In the summer of 1912, word reached Robert Fiske Griggs that the apocalypse had arrived on Kodiak, an inhabited island off the coast of Alaska. The following year, Griggs, a botanist at the University of Ohio, led the first of several expeditions to the island, where he and a team glimpsed a disquieting sight: Kodiak was shrouded in a full foot of ash. And it wasn’t just the island. On the mainland on a formerly multi-peaked volcano called Mount Katmai, the soot-covered landscape was still venting noxious gas.
The environs of Mount Katmai had been home to a lush river valley. Griggs later wrote that on his surveying missions, he found that it “was full of hundreds, no, thousands — literally, tens of thousands — of smokes curling up. … Some were sending up columns of steam which rose a thousand feet before dissolving.” The site, which bubbled and hissed for decades, is still called the Valley of Ten Thousand Smokes.
Griggs and his fellow expeditioners were walking through the aftermath of the 20th century’s most prolific act of volcanism — a 60-hour frenzy that smothered much of the Pacific Northwest in onyx snow. Aerosols released by the eruption lingered for so long in the atmosphere that average temperatures in the Northern Hemisphere dropped by 1 degree Celsius for over a year.
The eruption did more than cool the skies and scorch an entire network of valleys. It also collapsed two of the three peaks of Mount Katmai into a single pit 1 kilometer deep and 2.5 kilometers across. At the time, it seemed obvious what had happened: Katmai had unleashed most of its magma, and it had left a giant chasm in its wake.

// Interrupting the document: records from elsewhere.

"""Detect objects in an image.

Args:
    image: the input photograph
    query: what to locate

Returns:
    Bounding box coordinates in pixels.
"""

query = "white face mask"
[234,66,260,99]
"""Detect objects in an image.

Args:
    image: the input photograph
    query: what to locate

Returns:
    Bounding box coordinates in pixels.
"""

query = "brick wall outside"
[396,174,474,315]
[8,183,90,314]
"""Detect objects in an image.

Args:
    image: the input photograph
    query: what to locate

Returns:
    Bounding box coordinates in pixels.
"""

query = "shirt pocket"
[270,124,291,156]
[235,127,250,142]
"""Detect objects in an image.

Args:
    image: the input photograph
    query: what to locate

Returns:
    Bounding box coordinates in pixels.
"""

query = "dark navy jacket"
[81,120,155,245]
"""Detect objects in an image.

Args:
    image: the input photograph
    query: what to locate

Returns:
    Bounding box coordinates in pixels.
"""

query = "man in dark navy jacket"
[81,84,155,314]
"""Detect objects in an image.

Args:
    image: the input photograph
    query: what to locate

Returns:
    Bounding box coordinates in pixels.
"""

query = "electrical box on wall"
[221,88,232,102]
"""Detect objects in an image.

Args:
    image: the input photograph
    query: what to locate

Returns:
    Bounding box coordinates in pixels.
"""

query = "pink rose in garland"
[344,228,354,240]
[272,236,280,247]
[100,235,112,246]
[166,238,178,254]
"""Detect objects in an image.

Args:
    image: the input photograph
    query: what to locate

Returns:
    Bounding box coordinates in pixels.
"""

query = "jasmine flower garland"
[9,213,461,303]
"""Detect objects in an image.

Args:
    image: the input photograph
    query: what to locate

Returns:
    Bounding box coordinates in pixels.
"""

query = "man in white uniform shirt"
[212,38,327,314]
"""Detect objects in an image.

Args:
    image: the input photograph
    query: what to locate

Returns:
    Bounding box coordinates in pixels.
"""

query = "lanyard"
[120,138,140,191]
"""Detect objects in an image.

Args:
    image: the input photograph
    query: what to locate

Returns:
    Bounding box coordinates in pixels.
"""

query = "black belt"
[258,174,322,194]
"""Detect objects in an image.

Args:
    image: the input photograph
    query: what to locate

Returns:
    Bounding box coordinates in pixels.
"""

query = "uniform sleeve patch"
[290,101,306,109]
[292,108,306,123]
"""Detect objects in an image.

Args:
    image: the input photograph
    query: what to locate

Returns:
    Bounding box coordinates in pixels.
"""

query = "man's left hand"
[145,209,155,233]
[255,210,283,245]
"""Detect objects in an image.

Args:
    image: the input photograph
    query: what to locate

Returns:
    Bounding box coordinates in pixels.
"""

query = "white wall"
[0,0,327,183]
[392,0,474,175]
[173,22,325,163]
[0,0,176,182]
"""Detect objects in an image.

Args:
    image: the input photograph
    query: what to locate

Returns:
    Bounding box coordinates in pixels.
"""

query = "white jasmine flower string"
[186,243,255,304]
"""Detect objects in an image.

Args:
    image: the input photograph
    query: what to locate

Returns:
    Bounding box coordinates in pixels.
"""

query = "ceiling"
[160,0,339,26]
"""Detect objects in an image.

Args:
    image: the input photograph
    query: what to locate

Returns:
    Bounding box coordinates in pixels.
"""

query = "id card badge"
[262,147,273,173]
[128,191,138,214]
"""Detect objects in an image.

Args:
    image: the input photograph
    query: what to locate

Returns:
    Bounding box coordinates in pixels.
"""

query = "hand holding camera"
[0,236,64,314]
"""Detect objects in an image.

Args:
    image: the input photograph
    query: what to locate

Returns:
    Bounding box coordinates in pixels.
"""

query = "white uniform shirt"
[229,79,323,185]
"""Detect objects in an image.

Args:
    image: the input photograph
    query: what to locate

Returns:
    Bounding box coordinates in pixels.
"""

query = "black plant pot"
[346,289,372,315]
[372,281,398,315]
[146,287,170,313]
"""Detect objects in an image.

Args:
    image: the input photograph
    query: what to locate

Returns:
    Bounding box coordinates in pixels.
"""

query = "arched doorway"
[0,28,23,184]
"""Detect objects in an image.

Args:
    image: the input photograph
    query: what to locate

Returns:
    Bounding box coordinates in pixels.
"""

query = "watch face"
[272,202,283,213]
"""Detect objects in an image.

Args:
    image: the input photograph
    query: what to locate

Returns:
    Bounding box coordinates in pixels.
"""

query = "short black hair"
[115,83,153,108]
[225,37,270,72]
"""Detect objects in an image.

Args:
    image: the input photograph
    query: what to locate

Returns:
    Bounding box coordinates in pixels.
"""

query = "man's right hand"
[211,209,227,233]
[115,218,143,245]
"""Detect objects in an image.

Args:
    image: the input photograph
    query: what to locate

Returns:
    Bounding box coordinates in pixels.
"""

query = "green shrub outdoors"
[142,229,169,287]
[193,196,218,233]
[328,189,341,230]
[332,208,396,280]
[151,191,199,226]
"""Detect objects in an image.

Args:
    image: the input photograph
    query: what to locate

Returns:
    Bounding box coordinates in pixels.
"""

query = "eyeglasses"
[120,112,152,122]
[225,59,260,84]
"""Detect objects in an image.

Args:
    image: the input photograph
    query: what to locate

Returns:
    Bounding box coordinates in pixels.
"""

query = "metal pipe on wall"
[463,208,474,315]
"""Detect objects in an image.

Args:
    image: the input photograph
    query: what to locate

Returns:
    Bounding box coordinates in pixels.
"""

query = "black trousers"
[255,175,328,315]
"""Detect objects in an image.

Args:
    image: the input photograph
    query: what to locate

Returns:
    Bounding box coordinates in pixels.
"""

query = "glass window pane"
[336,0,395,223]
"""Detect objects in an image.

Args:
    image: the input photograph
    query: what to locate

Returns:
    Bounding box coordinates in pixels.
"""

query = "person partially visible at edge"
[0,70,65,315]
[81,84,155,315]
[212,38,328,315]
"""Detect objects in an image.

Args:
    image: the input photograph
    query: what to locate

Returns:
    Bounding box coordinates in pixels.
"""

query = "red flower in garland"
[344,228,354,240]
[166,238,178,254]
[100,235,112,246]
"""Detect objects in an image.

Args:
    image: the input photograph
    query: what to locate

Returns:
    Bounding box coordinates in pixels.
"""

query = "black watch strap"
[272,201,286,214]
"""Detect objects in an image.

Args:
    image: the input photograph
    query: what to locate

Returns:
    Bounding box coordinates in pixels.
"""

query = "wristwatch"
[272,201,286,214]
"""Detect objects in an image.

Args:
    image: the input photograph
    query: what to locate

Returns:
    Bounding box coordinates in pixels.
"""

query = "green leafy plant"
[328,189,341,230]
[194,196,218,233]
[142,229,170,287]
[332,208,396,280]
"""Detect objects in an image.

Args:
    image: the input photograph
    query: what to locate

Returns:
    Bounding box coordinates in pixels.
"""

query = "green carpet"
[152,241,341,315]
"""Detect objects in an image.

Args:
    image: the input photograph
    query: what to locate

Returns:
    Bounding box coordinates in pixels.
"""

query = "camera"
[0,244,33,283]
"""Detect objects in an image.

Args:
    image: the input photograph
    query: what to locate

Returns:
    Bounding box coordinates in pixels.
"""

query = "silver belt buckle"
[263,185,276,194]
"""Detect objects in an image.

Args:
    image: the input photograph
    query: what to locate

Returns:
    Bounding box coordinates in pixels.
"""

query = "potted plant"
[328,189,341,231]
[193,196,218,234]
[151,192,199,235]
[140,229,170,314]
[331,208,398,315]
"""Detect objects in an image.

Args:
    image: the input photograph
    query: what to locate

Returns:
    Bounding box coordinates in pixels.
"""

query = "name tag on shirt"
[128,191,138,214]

But the truth isn’t always obvious. In the 1950s, detailed geologic mapping of Katmai and its surroundings by Garniss Curtis, a geologist at the University of California, Berkeley, revealed that the eruption had emerged not from the now-collapsed peaks of the volcano, but from an opening in Earth’s crust 10 kilometers to the west that had never been seen before.
After extensive fieldwork, scientists reached a conclusion: Two-thirds of Katmai had disappeared because this opening had stolen Katmai’s magma. The idea was controversial, because volcanoes were always thought to act independently, tapping their own supplies of molten, eruptible rock. But Katmai and the opening, dubbed Novarupta, offered the first real clue that volcanoes could be connected, or “coupled.”